She will, she says, and she strolls off down the hall. He wonders, briefly, if he should be worried. The Doctor was wild and unpredictable, but she was not usually careless or clumsy. But he brushes it off. A slip of the wrist and what you carry hits the floor. Nothing to be bothered by.

Later she actually joins them for tea, and she's laughing and joking around with Ryan when she lifts her drink to her mouth and the mug slips from her fingers.

“Oh! My days,” Ryan starts, snatching his phone out of the way of the spreading pale brown puddle.

The Doctor stares at the spill, her lips parted in shock, and then leaps up, stumbling over to the counter. Graham feels unease curl inside him as he watches her fumble.

“You keep dropping things, Doc,” Graham says. “You sleeping okay?”

“Yes,” she says, so quick and defensive that he immediately does not believe her, returning to the table with a rag in her hand. “Just clumsy.”

But she’s not, really. She’s frantic and fast, and she does not always seem to have complete control over her limbs when she runs. But he wouldn’t call her clumsy. Her claim worms its way into the little nest of worry in his chest, makes itself at home. Clumsy, smiling, carefree. They should all be good things.

“Don’t know why you’re drinking this stuff, anyway,” Ryan says, wrinkling his nose. “Ginger tea isn’t tea at all.”

She pauses and then nods, slowly. Graham cannot read the look in her eyes. “You’ve got a point.”
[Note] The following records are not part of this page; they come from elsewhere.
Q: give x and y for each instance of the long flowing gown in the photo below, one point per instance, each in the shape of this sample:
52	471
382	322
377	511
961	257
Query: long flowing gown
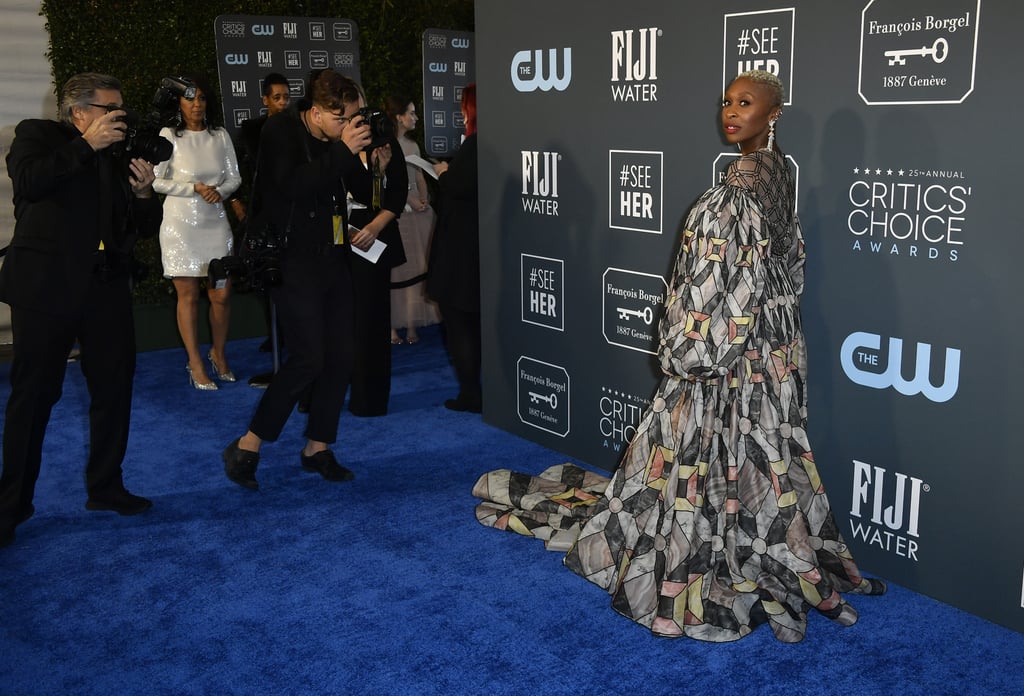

She does not pour herself another cup.

—————

Later that day and they’re running, again, always running these days. They’re on some planet and the Doc swore it was a peaceful time, a beautiful place, but something started to shoot at them the minute they stepped out of sight of the TARDIS, and the rain stings as it hits Graham’s face. Really stings. As in, not just water in his eyes, but burning on his skin.

“Doc, the rain-” he starts, shouting over the sounds of the storm, and she waves a hand behind her.

“I know! Maybe this wasn’t the best time,” the Doctor calls over her shoulder, in front and hunched as she ran, hood up. “We just need to get to shelter, come on.”

There was a metal shack, standing stark against the lush scenery, and the Doctor did not hesitate before barreling inside, ushering them all in and leaning back against the closed door.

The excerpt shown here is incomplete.